Or are you referring to something else? Or misunderstood you?

Brando_Miranda · July 10, 2019, 3:22pm

What?! That’s possible? Is it still efficient in GPU?

Brando_Miranda · July 10, 2019, 3:23pm

Well that seems bad. Is there a reason for that? Can it be extended to seq2seq taks?

Thnx so much for ur help Chris!

quora cross-post: what is the difference of bucketing vs packing + padding in Pytorch?

vdw · August 19, 2019, 12:58am

Sure, in principle it can be extended to Seq2Seq tasks…quite easily, I assume. It’s just not obvious how it effects the batch sizes. If you want to ensure that all inputs sequences have the same length (e.g., 12) and all all output sequences have the same length (e.g., 15), the likelihood to have enough item pairs for each existing combinations of lengths might be very low.

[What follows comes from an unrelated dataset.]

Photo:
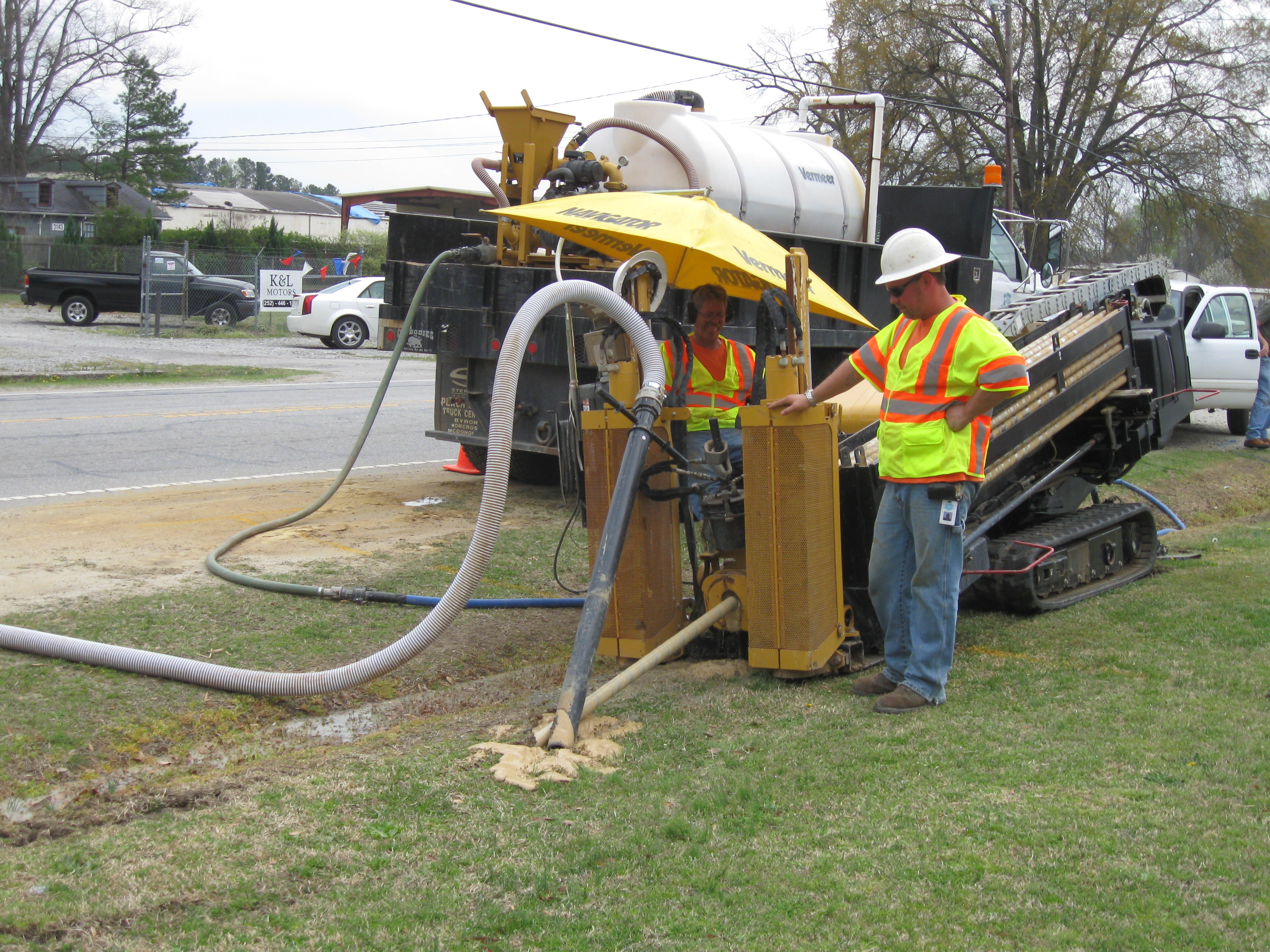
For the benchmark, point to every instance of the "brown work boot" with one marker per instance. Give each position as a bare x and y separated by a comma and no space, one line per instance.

On general, for a large dataset, it should be not too bad, I think. One can argue that when an input sequence is of length X, then the length Y of output sequence should mostly be within the range of X. But I haven’t tested it yet. The very few times i dabbled with Seq2Seq models, I’ve used batches of size 1.

lemelech · December 16, 2020, 1:17pm

I don’t see how one would (nor should) control the output lengths in seq2seq, that is supposed to be learned and controlled by the model itself, no?
And you can’t know in advance what output length a model will actually produce, although you might have a desired target length.